// WHSmith ditches plans to give CEO Carl Cowling a £5m share windfall after investor backlash
// The plan was to aggregate three years-worth of LTIP awards into a single grant for Cowling
WHSmith has reportedly scrapped its chief executive Carl Cowling’s £5 million share windfall after City backlash.
The retailer told its investors that it wanted to grant Cowling shares worth more than £4.5 million, Sky News reported.
It has now ditched all plans to give its boss a share windfall following a backlash from furious investors.
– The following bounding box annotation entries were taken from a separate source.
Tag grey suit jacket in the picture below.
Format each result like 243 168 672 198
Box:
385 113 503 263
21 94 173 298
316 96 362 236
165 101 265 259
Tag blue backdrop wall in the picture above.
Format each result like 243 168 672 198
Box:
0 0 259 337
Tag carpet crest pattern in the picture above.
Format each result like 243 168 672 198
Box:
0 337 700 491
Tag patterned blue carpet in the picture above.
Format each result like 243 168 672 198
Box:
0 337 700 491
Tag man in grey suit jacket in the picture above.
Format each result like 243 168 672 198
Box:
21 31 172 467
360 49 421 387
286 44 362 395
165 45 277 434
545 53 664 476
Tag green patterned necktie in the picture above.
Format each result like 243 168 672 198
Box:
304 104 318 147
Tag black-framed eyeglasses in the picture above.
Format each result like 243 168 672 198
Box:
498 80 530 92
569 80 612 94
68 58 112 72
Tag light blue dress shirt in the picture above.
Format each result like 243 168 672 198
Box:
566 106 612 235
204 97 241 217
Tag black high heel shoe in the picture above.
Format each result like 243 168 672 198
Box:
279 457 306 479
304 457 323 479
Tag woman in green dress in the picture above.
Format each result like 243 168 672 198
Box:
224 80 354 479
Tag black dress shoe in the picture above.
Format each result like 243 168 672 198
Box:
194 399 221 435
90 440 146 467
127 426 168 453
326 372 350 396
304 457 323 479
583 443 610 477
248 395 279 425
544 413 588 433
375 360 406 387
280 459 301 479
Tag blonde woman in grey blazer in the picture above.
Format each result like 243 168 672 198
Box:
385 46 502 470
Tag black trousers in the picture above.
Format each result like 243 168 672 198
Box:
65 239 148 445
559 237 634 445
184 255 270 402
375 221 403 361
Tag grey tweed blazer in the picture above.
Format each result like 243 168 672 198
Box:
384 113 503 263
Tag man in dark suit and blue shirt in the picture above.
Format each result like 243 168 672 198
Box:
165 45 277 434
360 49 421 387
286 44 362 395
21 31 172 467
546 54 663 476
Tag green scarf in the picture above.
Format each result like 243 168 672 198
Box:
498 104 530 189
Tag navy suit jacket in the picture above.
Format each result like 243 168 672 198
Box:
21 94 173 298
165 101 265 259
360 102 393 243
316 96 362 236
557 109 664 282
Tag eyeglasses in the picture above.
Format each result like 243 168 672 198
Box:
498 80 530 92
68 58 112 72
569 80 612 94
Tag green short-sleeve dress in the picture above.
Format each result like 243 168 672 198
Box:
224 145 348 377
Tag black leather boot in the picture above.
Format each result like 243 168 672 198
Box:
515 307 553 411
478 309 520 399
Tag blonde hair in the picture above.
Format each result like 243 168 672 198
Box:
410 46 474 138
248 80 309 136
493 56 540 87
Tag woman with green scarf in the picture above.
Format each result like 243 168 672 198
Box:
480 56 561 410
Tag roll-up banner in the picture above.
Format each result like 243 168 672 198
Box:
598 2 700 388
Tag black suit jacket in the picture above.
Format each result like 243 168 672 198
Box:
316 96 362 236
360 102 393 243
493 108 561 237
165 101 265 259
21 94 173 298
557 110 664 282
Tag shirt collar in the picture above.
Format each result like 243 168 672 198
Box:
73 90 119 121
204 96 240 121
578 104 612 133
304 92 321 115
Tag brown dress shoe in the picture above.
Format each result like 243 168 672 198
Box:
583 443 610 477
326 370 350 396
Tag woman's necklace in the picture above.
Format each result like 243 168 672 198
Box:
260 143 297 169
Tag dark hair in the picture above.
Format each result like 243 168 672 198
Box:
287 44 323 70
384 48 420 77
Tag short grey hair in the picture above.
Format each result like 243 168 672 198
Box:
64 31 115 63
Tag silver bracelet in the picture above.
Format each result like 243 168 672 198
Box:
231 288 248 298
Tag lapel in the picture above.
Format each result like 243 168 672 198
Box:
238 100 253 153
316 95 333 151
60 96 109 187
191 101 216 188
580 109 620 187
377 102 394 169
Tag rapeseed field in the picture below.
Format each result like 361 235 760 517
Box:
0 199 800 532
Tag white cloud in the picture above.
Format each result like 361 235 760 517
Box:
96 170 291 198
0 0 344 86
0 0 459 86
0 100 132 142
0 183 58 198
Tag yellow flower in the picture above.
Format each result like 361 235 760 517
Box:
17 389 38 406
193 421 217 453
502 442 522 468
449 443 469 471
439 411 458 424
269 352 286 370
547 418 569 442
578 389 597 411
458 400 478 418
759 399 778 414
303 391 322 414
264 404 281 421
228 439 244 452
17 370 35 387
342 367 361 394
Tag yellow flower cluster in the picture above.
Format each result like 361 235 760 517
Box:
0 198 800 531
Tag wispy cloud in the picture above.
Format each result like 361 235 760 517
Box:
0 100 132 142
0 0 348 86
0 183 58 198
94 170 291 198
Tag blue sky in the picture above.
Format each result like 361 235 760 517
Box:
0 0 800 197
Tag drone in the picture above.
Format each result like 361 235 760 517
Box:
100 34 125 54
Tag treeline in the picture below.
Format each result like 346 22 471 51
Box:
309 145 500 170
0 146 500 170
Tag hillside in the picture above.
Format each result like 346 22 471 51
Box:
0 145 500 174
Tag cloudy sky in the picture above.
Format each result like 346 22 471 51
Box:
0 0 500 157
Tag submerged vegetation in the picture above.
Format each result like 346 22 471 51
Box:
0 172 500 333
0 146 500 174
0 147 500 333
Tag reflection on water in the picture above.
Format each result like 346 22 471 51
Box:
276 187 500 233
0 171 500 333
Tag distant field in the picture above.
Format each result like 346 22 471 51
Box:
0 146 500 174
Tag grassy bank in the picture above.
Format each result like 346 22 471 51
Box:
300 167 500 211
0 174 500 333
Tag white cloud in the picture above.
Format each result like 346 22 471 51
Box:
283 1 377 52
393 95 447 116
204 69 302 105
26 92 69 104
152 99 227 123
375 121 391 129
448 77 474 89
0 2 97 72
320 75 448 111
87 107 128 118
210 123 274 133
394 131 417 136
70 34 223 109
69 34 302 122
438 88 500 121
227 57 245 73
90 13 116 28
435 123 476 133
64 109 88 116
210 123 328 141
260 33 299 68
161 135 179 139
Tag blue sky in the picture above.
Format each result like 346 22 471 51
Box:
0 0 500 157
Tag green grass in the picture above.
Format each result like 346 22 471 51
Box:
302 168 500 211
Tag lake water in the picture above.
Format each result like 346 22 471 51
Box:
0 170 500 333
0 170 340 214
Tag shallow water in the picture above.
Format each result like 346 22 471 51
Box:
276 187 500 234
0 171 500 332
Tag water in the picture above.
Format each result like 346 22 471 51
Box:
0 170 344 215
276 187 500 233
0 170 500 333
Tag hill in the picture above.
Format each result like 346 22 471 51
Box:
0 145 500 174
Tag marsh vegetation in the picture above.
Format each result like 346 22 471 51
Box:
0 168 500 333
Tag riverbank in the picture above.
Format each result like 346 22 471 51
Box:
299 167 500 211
The high street and travel retail group had begun consulting with leading shareholders about a proposal that would have given Cowling long-term incentive shares worth roughly nine times his £525,000 basic salary.
The plan was to aggregate three years-worth of LTIP awards into a single grant.
However, investors expressed their anger because the retailer has furloughed thousands of staff, made 1500 employees redundant and raised £165 million from shareholders to strengthen its balance sheet and endure the Covid-19 pandemic.
WHSmith said that over the past two months, it has been consulting with shareholders over a proposed new remuneration policy.
While most shareholders have been supportive, according to WHSmith, others were not in agreement.
One investor accused WHSmith of being “tone deaf” to the current attitude around executive salaries.
Hundreds of WHSmith stores are remaining open during the four-week lockdown in England, which came into practice on November 5.